Re: The Objective of Education Is Learning
nfriesen, January 12, 2013
This column makes the most tired and knee-jerk arguments against educational convention and for ed tech. Most of these arguments are demonstrably false. Here's a few examples and some sources:
1. "Kids basically memorize in school" (false: talk to your kid's teacher; check the learning outcomes listed at an ed. ministry or department).
2. We need to keep kids learning without teaching --like they do when they learn to walk and talk. (Wrong again. Except for a few autodidacts, humans generally don't learn practices like reading, writing and math without teaching. See anything by Chomsky on universal/transformative syntax. See also Erneling, C. (2010). Towards Discursive Education for a brilliant discussion of how these arguments "infantalize" education.)
3. School is an artefact of the industrial age. (Wrong yet again.

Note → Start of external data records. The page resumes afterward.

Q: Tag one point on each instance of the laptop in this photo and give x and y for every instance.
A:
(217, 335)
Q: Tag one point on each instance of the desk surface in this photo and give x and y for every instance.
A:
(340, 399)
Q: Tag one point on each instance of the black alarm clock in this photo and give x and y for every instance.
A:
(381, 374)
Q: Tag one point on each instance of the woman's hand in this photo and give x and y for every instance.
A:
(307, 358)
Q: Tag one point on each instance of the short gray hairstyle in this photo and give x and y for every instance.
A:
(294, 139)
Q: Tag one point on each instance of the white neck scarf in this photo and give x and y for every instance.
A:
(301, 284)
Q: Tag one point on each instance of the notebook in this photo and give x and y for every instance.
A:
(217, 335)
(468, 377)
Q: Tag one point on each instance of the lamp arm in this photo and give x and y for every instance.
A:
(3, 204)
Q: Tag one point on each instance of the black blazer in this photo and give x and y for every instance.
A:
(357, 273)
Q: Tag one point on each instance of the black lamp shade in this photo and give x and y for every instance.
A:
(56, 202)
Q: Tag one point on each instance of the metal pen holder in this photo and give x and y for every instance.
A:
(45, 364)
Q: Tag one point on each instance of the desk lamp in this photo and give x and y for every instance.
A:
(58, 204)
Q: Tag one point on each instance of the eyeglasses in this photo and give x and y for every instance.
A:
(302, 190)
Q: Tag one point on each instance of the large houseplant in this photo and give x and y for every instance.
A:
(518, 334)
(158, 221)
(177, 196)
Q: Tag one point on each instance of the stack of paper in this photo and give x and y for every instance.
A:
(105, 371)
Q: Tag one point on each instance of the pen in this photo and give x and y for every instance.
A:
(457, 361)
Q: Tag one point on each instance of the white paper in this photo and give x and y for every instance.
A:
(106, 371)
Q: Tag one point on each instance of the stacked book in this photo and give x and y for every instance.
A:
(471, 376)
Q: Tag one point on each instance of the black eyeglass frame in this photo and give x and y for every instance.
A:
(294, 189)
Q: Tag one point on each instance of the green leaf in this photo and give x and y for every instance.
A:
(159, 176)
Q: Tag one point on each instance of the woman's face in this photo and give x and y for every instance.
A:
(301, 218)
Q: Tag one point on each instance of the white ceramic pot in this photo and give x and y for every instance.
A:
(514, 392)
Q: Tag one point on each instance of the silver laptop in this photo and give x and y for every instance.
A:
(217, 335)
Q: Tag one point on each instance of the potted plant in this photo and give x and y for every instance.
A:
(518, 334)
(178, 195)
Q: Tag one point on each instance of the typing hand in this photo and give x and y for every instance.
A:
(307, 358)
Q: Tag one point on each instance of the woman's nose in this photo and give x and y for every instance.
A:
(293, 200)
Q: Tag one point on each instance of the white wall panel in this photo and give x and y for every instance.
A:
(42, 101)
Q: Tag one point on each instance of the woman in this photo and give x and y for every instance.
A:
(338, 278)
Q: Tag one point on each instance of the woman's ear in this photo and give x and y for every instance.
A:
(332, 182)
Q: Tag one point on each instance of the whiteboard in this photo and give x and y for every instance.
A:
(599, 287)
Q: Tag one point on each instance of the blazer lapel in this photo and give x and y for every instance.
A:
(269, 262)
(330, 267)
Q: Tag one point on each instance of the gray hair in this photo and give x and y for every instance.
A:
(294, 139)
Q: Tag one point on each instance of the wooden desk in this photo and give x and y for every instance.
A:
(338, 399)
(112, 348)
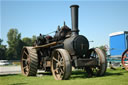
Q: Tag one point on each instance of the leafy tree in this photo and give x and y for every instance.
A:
(15, 44)
(27, 41)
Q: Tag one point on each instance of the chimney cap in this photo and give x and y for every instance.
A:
(74, 6)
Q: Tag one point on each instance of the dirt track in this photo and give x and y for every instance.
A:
(10, 70)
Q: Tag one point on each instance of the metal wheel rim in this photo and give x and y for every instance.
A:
(61, 65)
(95, 69)
(25, 62)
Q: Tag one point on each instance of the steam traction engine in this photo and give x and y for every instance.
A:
(66, 49)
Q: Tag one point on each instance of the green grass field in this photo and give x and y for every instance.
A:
(112, 77)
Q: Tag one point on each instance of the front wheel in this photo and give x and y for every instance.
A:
(61, 64)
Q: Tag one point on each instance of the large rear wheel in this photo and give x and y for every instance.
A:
(61, 64)
(29, 61)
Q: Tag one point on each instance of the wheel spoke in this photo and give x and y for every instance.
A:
(23, 59)
(55, 59)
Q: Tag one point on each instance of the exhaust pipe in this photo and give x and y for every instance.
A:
(74, 19)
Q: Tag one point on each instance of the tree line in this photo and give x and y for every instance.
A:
(15, 45)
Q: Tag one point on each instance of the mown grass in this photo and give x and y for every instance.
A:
(112, 77)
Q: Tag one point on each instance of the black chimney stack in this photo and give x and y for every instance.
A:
(74, 15)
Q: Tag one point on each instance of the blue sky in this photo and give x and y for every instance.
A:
(97, 19)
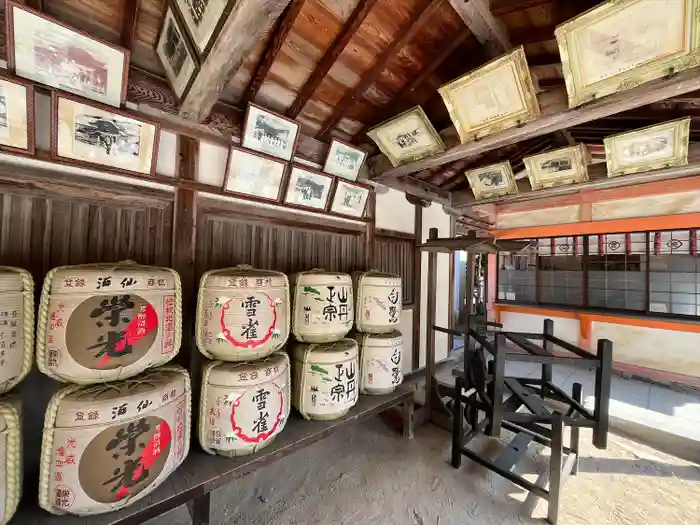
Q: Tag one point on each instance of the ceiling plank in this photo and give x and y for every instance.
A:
(408, 30)
(248, 23)
(648, 93)
(284, 27)
(321, 70)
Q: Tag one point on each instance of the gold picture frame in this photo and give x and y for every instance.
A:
(494, 180)
(495, 97)
(558, 168)
(407, 137)
(601, 52)
(647, 149)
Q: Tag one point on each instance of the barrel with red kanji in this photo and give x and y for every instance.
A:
(244, 406)
(105, 322)
(242, 313)
(106, 446)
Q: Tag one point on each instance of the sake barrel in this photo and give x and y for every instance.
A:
(106, 446)
(242, 313)
(10, 457)
(380, 362)
(378, 302)
(326, 377)
(244, 405)
(16, 326)
(104, 322)
(323, 306)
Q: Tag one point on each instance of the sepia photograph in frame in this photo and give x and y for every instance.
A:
(558, 168)
(269, 133)
(407, 137)
(49, 52)
(344, 160)
(176, 55)
(308, 188)
(492, 98)
(98, 135)
(253, 174)
(646, 149)
(495, 180)
(620, 45)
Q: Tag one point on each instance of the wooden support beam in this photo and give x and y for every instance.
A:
(408, 30)
(321, 70)
(248, 22)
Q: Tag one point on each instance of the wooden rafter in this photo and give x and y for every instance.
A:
(321, 70)
(408, 30)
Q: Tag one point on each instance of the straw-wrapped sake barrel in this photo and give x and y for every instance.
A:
(104, 322)
(242, 313)
(323, 306)
(378, 302)
(380, 362)
(10, 457)
(244, 405)
(16, 326)
(106, 446)
(325, 379)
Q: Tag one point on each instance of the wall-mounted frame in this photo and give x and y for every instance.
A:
(254, 175)
(651, 148)
(344, 160)
(100, 136)
(52, 53)
(16, 116)
(495, 97)
(350, 199)
(495, 180)
(308, 188)
(203, 20)
(407, 137)
(557, 168)
(176, 54)
(620, 45)
(269, 132)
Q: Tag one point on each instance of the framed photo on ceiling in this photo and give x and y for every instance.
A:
(495, 180)
(407, 137)
(350, 199)
(308, 188)
(177, 56)
(344, 160)
(269, 133)
(101, 136)
(49, 52)
(252, 174)
(495, 97)
(16, 115)
(651, 148)
(557, 168)
(620, 45)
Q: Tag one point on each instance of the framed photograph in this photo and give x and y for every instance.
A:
(651, 148)
(407, 137)
(350, 199)
(495, 97)
(344, 160)
(16, 115)
(269, 133)
(102, 136)
(177, 56)
(249, 173)
(46, 51)
(308, 188)
(620, 45)
(558, 167)
(203, 20)
(492, 181)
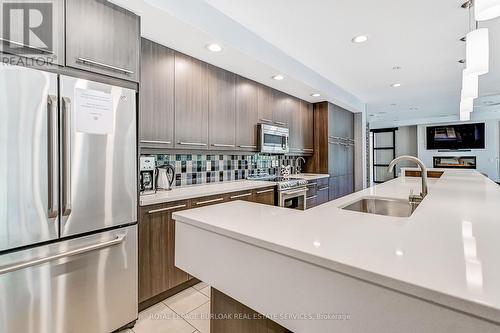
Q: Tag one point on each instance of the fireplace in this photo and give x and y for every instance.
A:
(455, 162)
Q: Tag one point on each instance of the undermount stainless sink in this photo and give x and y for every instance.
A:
(382, 206)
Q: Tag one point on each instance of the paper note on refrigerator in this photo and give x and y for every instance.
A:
(94, 111)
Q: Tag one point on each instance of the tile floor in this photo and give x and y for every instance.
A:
(185, 312)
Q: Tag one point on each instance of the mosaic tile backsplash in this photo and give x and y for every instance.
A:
(208, 168)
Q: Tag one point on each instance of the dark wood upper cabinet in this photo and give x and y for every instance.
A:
(222, 109)
(247, 114)
(334, 150)
(156, 105)
(103, 38)
(191, 103)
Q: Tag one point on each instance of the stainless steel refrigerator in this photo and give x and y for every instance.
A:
(68, 204)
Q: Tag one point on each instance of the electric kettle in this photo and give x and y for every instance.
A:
(166, 176)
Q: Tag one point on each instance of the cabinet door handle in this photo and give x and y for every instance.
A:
(222, 145)
(192, 143)
(26, 46)
(165, 209)
(23, 265)
(66, 156)
(209, 201)
(265, 191)
(156, 141)
(100, 64)
(53, 163)
(241, 195)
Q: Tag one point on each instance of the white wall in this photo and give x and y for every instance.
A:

Anyone who has bothered to look past the cliches about the history of schooling will know that it is something that has evolved slowly, from before the time of the printing press to the present day. Schooling went "mass" in many places after the reformation, and has been expanding ever since. (See, for example, D. Hamilton (1989) Towards a Theory of Schooling.)
One thing that would help "the malaise of mass education" lamented in this promo piece is to keep these kinds of falsehoods from circulating as truths. The kinds of attacks on teachers that they legitimate basically just support the neo-liberal defunding of education.